PG: Parental Guidance (05/03/09 - 05/04/09)
In Intimo we are again confronted with the body of a woman and the mind of a child. A model poses expressionless against a backdrop of 'bad wallpaper', her translucent lingerie marks the death of innocence, while the expanse of over-painted, flat flesh refers to Manet's Olympia and the objectification of the female sex. In Sesso the irises twinkle and the lips glow behind a black mask surrounded by repetitive graphite scrawls "Sexy, sex, sex, sex, sex...lips...sex everywhere". Also peeping through the wash are blurred snatches of text that read 'beauty' and 'the creative mind'. Both works are about the damage wrought by low self-esteem and low self-worth, which can arise from early sexualisation. In both pieces the girls' inner beauty is contained, concealed and unexpressed.

Mink Schmink (17/01/09 - 15/02/09)
Zantone uses glossy magazine images from publications such as Vogue and Vanity fair to create her painterly collages and portraits. While she usually creates mask-like portraits with flesh tones, in Vanita' (a portrait of Marilyn Monroe) she has used gold. There was an advert circulating recently from the World Gold Council featuring a gold bar inscribed with the words ‘Only Gold Is Divine'. Irlanda Zantone features this same advert (cut from Italian Vogue: Solo l'Oro e' Divino) in her transcription of Hieronymus Bosch's The Seven Deadly Sins and the Four Last Things, 1485. Gold has symbolically been associated with extremes of evil and purity. With it she passes comment on the greed that has led to the current economic gloom.
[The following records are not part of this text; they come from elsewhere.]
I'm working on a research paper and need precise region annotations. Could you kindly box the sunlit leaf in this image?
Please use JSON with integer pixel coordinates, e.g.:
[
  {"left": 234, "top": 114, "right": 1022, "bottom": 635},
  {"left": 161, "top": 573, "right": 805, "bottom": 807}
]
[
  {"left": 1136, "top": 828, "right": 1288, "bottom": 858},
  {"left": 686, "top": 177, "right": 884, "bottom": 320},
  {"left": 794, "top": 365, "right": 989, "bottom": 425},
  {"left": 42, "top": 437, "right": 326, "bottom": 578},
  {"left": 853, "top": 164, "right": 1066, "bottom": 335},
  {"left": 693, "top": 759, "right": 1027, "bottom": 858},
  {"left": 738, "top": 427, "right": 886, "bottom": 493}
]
I Had Too Much to Dream Last Night (19/09/08 - 06/11/08)
Cose Nascoste #01, 02, 03

The images are unsettling for the viewer and recall for the artist her own dreams and nightmares in which "...faces that I encounter, engage with...they are always vague or out of focus or composed only of dead eyes and mouth, like a mask, but a mask that is part of the skin..."
She cites Ensor and Munch as influences for the mask-like faces and heavy atmospheres. The compositional similarity between Cose Nascoste #01 and Munch's 1895 Madonna is striking, although, claims Zantone, totally subliminal "I only recognised the Madonna after I finished painting, I hadn't noticed it at all during the process, but at an unconscious level, I must have known it!"
Her starting point for the Cose Nascoste (Hidden Things) series was Vogue magazine and the endless, impossible pictures of beauty and retouched perfection that confront us everyday. But the glossy surfaces of these images are messed up and mattified, seemingly stiffened under too much makeup and powder; the painted ladies are painted out. Their skin puckers, wrinkles and ages under the washes of paint and ink, belying the surface of the paper, the mass-production, the mass-marketing and the fakery of fashion and beauty imagery.
It may seem obvious to suggest a reference to Venice and the Carnivale; growing up in a city full of masks at every turn must play a part, but so too do the hundreds of churches with their images of the Madonna, the stiffness of Byzantine iconography and Venice's literary links to death, beauty and water. Zantone concedes "Maybe it's a bit, um, cheesy (?) to say this, but perhaps the faces are Venice, as she is decaying/restoring/drowning; perhaps the faces are islands in inky lagoons"

Text by Chiara Williams from a conversation with Irlanda Zantone in August 2008.